Let’s be clear: this deal isn’t a scandal. It’s not even surprising. It’s just the brutal reality of where we stand in the world today.
No leverage. No unity. No relevance.
A mirror held to our face. And what we see is painful, especially for those of us who believe in the idea of Europe.
Because I do believe in Europe. In a strong, competitive and united Europe. It’s a plea to fix what’s broken before it’s too late.
But the current non-federal EU setup is neither fish nor fowl. It has become the problem.
Let’s look at the hard numbers:
- In 2008, the EU and the US had around 16 trillion USD in GDP.
- Today: the US is at approximately 28 trillion, the EU at 18 trillion.
- That’s plus 75 percent versus just 12 percent.
- Germany is stuck in recession
- In 2005, 4 of the world’s 10 largest companies were European.
- In 2024: zero.
Why? Because Europe is fundamentally broken.
27 members, zero alignment.
No capital union. No unified tech or energy strategy.
Regulatory arbitrage everywhere, even inside the system.
We’re weakening ourselves from within.
We don’t act like a union. We act like 27 separate middle powers stuck in endless negotiation. While we’re still debating whether we should act, others have already built and delivered.
The EU has become a bureaucratic tumor that keeps growing uncontrollably.
More layers, more delays, more vetoes.
Less output, less speed, less relevance.
So where do we go from here?
- We need urgent, bold reforms.
- A real capital markets union.
- Clear strategic priorities.
- Dramatic deregulation and debureaucratization
- And the political will to act as one.
Without that, I predict more Brexits in the next 10 years.
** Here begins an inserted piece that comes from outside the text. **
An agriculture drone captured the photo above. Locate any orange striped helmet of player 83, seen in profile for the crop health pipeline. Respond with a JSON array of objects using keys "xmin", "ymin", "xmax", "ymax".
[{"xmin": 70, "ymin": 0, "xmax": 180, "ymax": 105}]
And with them, the collapse of the EU as we know it.
And it starts with the foundation for everything: capital.
We need one unified European capital market. One stock exchange with deep liquidity, not 20 fragmented ones with empty order books.
A true single market for investments, equity, IPOs and venture funding.
Without that, we won’t finance innovation.
And without funding and supporting innovation, Europe will remain irrelevant, and will have to accept whatever "deal" we’re given.